Ia secara pribadi mengutuk jika benar ada beras plastik yang beredar di pasaran. Terkait beras analog yang di awal ia singgung, ia merupakan beras tiruan dari bahan-bahan alami lainnya seperti sagu, singkong atau ubi. Penelitian sudah dilakukan dan beras analog pun sudah jelas penampakannya. Namun pemasarannya yang masih merintis akan terganggu karena isu beras plastik.

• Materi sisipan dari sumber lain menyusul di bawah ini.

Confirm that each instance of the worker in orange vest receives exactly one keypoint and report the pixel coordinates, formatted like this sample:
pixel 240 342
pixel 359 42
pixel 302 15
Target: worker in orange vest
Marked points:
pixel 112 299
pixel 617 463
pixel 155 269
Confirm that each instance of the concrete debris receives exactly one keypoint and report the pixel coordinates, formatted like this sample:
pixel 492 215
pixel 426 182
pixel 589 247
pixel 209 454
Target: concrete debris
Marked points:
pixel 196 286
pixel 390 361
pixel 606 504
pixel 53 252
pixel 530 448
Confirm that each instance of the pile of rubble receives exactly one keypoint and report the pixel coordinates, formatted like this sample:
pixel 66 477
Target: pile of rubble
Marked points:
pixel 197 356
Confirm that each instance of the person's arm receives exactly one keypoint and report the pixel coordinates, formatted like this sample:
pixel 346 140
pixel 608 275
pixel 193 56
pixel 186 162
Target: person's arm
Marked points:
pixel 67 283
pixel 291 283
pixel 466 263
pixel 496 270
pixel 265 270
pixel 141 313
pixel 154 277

Diterangkannya, beras analog cenderung berwarna lebih gelap namun bentuknya serupa dengan beras biasa. Dengan teknologi tertentu yang berdampak pada kebaikan kesehatan, ia bisa menjadi alternatif pengganti beras asli yang tujuannya untuk mengatur keseimbangan gizi dan mencegah kolesterol. "Hanya saja, rasanya masih tidak seenak beras asli, dan setelah ditanak pun, seperti pera," lanjut Bustanul.
Diversifikasi pangan, kata dia, urgen dimulai, sebab selain merupakan program pemerintah, ia juga berperan sebagai penyeimbang gizi masyarakat. Bahkan, amanat diversifikasi telah tertuang dalam Perpres 22 tahun 2009 di mana pemerintah berencana mengurangi konsumsi beras hingga 1,5 persen digantikan dengan produk divesifikasi.
Namun, akibat pelaksanaannya belum maksimal, produk beras analog belum populer serta pasokan bahan baku beras analog belum maksimal, maka evaluasi kinerjanya pun belum maksimal. Di mana penurunan konsumsi beras hanya 0,8 persen saja.
Karena itu, ia meminta pemerintah dan lembaga berwenang untuk serius menjaga pangan agar peredarannya tak membahayakan konsumen. Harus pula ada langkah pasti dalam menjelaskan kesimpangsiuran kabar soal beras plastik yang beredar.